Don't fall for the marketing hype. Ableton are attempting to fix their reputation after it took a catastrophic hit by years of buggy
Live 8 debacle and are now trying to ape NI by announcing a way overpriced controller with the same slim form factor as Maschine that fits in a backpack, a row of encoders and LCD display that shows parameters for the encoders, usb bus power, RGB led backlit velocity sensitive pads, dedicated buttons, lack of faders...etc. that won't even be released until next year.
It would be silly to trade Maschine for Push. Live+Push is no match for Maschine when it comes to chopping samples with a mouseless hands-on workflow, which is why so many Live users now use Maschine. Push doesn't even compare to Maschine in that department at all with no slicing on hardware, no waveform on LCD, and so far there's been no mention of the encoders automatically mapping to start/end points of samples or being able to do things like quickly duplicating pads from the hardware.
While the design of the Push controller is obviously Maschine-inspired and an indication that Ableton and Akai are attempting to get a slice of the pie from Maschine's success story, it's not going to be that much of a competition to
Maschine:
- Push doesn't automap to plugin parameters: "With VSTs, we currently can't access parameters in an automatic and consistent way, as we can with our own devices, so you would be left with a way to load a VST, but not control it automatically.
https://forum.ableton.com/viewtopic.php?p=1445043#p1445043
- it can't do step automation (step parameter lock): "We don't have per step automation of devices (also known as parameter lock)"
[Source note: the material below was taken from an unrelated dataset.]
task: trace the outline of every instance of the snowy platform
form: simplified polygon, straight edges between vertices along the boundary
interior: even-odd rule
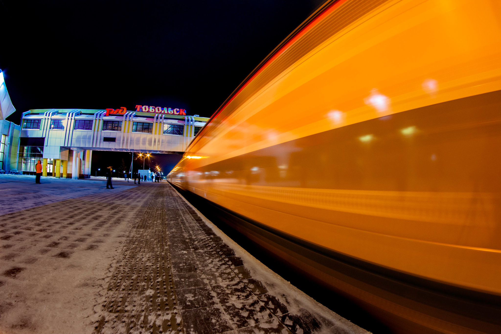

https://forum.ableton.com/viewtopic.php?p=1445659#p1445659
- no waveforms on the hardware LCD when sample editing and will still force you to look back and forth at the computer screen for a lot of things
- still requires you to use the mouse/trackpad for a lot of things like opening/closing plugin windows, even with cramming in a bunch of dedicated buttons
- the pads are too small for those who like to use more than one finger at a time on a pad
- has an unfortunate design flaw of the knobs being positioned above the LCD screen
- no
Komplete preset integration on the hardware, obviously
- way overpriced in comparison to Maschine (Push is $948 with standard version of Live, $1198 with Live Suite)
What Push does provide is a potentially useful case study for what could happen if NI suddenly decided to bloat Maschine with all kinds of features from full-on DAWs so that you lose the mouseless capability of Maschine's fully hands-on workflow.